If your clients really need constant availability, the way to provide that is by staffing at higher levels so that it doesn’t fall to individual employees to make that happen on their own. If it’s not worth it to your company to hire more people to achieve that, then at some level they’re saying it’s not really that important. Why should individual employees sacrifice on their own when the company isn’t willing to do something as basic as staffing appropriately?

You’re accepting this as just the way it works in your company — but it’s not some unchangeable thing about the work. It’s a choice your company is making, and they’re making it at your expense.

One of the most interesting things about work cultures with unreasonable norms like this is that they often become self-enforcing in exactly the way you’re describing your own feelings: you don’t like the culture, you recognize that it’s unhealthy and unsustainable, you know it’s making you miserable — and yet you are not okay with newer coworkers seeing it for what it is and declining to participate, and you feel they’re doing something wrong by maintaining more reasonable boundaries (the exact same boundaries you say you wish you could enforce).

They’re not the ones in the wrong. Your company is. All these newer employees are doing is showing the rest of you a path to a saner life. At a minimum, you shouldn’t resent them for lighting that path — and what if you even joined them on it? What if you just did what they’re doing?

And look, I know. When a culture like this is deeply rooted, it’s not as easy as just shouting Viva La Revolución and declaring you won’t be working evenings or on vacations anymore. Pushing back can have professional consequences for you. It can affect how you’re seen and what opportunities you’re given and what kind of relationship you have with your boss and other people who have influence over your career.
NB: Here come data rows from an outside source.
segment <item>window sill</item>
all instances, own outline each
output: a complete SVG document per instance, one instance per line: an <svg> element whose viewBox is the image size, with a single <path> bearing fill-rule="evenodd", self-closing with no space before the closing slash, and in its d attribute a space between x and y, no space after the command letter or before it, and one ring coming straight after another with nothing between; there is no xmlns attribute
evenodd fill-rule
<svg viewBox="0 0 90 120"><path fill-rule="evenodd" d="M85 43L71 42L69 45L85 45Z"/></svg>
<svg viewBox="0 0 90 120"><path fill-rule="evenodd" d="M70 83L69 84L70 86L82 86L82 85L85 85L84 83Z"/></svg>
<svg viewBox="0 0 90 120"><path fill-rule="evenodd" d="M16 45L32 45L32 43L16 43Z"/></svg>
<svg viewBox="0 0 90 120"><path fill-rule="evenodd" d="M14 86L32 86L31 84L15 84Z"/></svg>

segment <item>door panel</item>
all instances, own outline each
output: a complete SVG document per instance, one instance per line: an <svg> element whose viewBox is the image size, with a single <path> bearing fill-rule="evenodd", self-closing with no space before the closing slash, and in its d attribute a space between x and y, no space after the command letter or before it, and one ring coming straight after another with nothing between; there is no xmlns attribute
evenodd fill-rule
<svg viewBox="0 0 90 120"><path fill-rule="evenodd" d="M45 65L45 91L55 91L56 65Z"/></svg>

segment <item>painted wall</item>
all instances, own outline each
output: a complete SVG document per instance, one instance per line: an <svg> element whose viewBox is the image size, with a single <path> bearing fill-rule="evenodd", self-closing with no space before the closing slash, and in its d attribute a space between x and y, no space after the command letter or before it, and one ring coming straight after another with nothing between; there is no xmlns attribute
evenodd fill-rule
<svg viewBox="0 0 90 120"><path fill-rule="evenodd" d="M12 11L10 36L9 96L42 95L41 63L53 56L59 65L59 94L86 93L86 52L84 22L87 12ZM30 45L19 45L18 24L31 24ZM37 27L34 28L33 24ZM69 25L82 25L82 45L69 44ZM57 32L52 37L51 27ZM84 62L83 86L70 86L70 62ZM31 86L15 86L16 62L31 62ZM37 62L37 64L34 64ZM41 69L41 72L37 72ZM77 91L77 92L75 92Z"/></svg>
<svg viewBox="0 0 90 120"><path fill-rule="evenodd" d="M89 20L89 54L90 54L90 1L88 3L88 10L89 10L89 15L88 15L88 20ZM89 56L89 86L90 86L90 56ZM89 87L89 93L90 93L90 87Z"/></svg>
And yet … very often, the consequences that people fear for this kind of thing aren’t what actually happens. Especially if you have a track record of doing good work and have built up some capital, you might be surprised by how much room you have to push back and set better boundaries.

Some people do that by just quietly asserting their own healthier boundaries and expecting them to be respected. Other people do it by calling out the cultural problems more directly, pointing out the ways these unhealthy norms are bad for the organization and its employees (including its ability to attract and retain good people — like explicitly saying, “the world is changing and the priorities of the people we want to hire are different now,” as you’re seeing is true). I generally like the latter, but there can be good reasons for choosing the former.

Ultimately, though, this is the big thing to keep in the forefront of your head: your and your coworkers’ willingness to go along with what you know are unreasonable expectations is the thing that allows your company to keep imposing them. And if you see it through that lens, then letting yourself resent your better-boundaried coworkers is a tool of your own oppression. It puts you in a role where you’re policing — and in some ways enforcing — the very thing you wish would change.

If you can start to see that clearly, it might feel easier to at least experiment with laying down some of the burden you’ve been carrying and setting the boundaries you know would be healthier. I hope you will try it for a month, or even just a couple of weeks, and see what happens.